Ahead of defence secretary Ash carter’s coming visit to India the US is keen to address “myths” and “inaccuracies” about a set of defence agreements it has proposed to New Delhi.
Drafts for three of these agreements, which are together referred to as “foundational” sometimes, were turned over to India over past some weeks, following President Barack Obama’s visit.
Despite being labelled “foundational”, a senior defense official said Tuesday, “they are not prerequisites to bilateral defence cooperation... there is nothing foundational about them.” The official insisted there was no pressure on India to sign them, any or all of them, nor was there a timeline on it.
They may come up during Carter’s visit next month — his first since becoming secretary of defence — to formally renew the 10-year Defense Framework Agreement.
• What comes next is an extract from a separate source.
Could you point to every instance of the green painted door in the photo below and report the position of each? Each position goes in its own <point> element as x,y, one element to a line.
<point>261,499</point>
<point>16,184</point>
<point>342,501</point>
The agreements are General Security of Military Information Agreement, Communications and Information Security Memorandum of Agreement (CISMOA), Logistics Support Agreement, and Basic Exchange and Cooperation Agreement for Geospatial Intelligence.
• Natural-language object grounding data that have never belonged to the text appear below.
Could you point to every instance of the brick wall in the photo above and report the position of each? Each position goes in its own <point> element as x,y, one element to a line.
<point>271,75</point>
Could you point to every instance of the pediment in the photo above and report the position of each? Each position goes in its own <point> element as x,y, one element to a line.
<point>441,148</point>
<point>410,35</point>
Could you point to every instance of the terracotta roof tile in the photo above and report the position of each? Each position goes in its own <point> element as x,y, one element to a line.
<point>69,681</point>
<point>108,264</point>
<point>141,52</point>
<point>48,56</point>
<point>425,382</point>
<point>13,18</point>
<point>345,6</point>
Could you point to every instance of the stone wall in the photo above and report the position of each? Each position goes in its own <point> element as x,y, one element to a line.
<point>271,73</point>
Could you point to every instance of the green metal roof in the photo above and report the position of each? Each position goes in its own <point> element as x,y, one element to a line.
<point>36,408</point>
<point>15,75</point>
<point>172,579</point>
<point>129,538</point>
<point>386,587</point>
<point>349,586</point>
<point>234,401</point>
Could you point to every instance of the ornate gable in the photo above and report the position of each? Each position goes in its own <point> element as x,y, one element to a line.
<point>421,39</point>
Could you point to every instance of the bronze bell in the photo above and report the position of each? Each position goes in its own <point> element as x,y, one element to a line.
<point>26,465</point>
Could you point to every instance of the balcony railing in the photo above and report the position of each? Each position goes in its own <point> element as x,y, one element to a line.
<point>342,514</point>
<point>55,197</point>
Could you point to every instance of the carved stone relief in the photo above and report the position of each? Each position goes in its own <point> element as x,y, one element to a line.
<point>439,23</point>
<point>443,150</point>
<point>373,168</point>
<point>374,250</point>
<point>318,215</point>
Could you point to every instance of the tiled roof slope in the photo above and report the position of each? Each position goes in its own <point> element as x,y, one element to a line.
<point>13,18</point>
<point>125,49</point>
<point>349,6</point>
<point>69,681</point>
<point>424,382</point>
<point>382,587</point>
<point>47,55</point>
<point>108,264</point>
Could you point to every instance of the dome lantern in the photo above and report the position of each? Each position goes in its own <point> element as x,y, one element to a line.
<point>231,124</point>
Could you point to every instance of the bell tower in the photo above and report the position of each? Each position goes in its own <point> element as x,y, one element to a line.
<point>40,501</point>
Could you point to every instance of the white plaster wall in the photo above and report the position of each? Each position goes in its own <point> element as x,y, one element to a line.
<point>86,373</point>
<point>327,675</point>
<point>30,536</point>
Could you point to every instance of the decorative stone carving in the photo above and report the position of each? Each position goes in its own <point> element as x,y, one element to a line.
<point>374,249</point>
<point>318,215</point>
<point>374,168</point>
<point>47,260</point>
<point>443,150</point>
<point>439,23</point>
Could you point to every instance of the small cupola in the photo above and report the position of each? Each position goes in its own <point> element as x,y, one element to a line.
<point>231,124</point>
The first was signed in 2002. Progress on the rest has been slow. The US call these agreements “routine”, which it has signed — some or all of them — with over 100 other countries.
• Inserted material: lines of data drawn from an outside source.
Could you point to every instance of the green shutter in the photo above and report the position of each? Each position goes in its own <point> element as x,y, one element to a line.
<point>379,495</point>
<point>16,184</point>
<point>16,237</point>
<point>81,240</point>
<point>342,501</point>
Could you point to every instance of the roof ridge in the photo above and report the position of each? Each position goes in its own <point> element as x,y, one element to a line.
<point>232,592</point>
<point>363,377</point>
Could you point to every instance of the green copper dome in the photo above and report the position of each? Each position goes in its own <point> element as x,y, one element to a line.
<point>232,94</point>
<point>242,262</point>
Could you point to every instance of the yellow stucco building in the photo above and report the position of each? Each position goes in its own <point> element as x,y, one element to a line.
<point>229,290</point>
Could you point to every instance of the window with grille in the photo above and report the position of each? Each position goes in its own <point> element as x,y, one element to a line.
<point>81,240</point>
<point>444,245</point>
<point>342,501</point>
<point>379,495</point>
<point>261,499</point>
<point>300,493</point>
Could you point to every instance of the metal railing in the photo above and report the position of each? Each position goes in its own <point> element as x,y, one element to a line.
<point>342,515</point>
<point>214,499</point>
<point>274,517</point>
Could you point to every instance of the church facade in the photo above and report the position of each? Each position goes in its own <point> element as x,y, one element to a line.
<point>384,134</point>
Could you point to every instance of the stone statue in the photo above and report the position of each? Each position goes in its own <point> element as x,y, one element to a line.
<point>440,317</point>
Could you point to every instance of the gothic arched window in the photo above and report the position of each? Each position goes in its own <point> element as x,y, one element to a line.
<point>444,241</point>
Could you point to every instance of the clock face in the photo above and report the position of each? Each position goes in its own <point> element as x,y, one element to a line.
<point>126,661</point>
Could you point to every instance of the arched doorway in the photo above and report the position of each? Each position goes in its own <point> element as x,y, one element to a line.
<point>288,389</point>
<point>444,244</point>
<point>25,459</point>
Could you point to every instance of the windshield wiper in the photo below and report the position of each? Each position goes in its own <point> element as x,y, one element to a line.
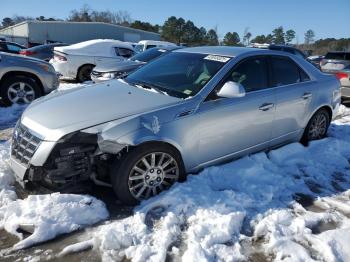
<point>150,86</point>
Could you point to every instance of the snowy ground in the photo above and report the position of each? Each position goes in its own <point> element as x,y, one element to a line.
<point>290,204</point>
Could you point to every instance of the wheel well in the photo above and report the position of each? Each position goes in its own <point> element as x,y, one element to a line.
<point>328,109</point>
<point>25,74</point>
<point>150,143</point>
<point>80,67</point>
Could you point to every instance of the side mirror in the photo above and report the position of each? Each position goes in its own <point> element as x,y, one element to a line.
<point>231,90</point>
Though the absence of these agreements has had no bearing on ties, India has had to settle for stripped down versions of high-tech defence equipment it has bought. For example, India could have added an advanced terrain mapping software to the C-130Js it has bought if it had signed the CISMOA, the defence official said.
But there are misconceptions about the agreements in India, the official said, which are “distracting”.